Des chercheurs sont parvenus à démontrer expérimentalement un nouveau type de réaction chimique à très basse température qui permet d’obtenir rapidement des molécules aux propriétés très intéressantes.

Une équipe de l’Université de Chicago vient d’annoncer la toute première démonstration expérimentale de la suprachimie quantique. Ce terme désigne un phénomène prédit par la théorie depuis longtemps, mais jamais observé en pratique où des particules dans le même état quantique peuvent réagir à une vitesse stupéfiante, bien au-delà de ce que l’on observe en chimie traditionnelle.

Quand les atomes ne font qu’un

Le laboratoire à l’origine de ces travaux est spécialisé dans le comportement des particules à très basse température. À l’approche du zéro absolu, des particules peuvent former des liens inextricables et partager un même état quantique, c’est-à-dire avec un même spin et un niveau d’énergie parfaitement identique.

Dans ces conditions, ces objets forment ce qu’on appelle un condensat de Bose-Einstein, une sorte de super-particule unifiée. Et ces condensats présentent des propriétés uniques qui n’existent absolument pas à température ambiante, lorsque les atomes ne sont pas rassemblés au sein d’un condensat.

Depuis que ces spécificités ont été mises en évidence, les chercheurs continuent d’étudier les interactions des particules dans un même état quantique pour identifier d’autres propriétés intéressantes.
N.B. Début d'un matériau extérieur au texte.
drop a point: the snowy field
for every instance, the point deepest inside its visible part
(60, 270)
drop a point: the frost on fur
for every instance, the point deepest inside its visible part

Une équipe a par exemple montré que ce phénomène joue un rôle dans la photosynthèse des plantes (voir notre article ci-dessous).

La théorie suggère aussi que dans ces conditions, les atomes et molécules interagissent de manière très différente lors des réactions chimiques. Mais jusqu’à présent, personne n’a réussi à le prouver expérimentalement à cause d’un obstacle technique majeur.

En effet, il est déjà difficile de placer de nombreux atomes dans un même état quantique. La moindre perturbation du système peut rompre cet équilibre délicat. Or, pour explorer les tenants et aboutissants de la suprachimie quantique, il faut encore augmenter la difficulté d’un cran. Cela implique de travailler à l’échelle des molécules, qui sont elles-mêmes des ensembles d’atomes reliés par différents types de liaisons. Et à cause de leur taille et de leur complexité structurelle, il est nettement plus difficile de maîtriser précisément les propriétés quantiques d’une molécule que d’un atome ou d’une particule isolée.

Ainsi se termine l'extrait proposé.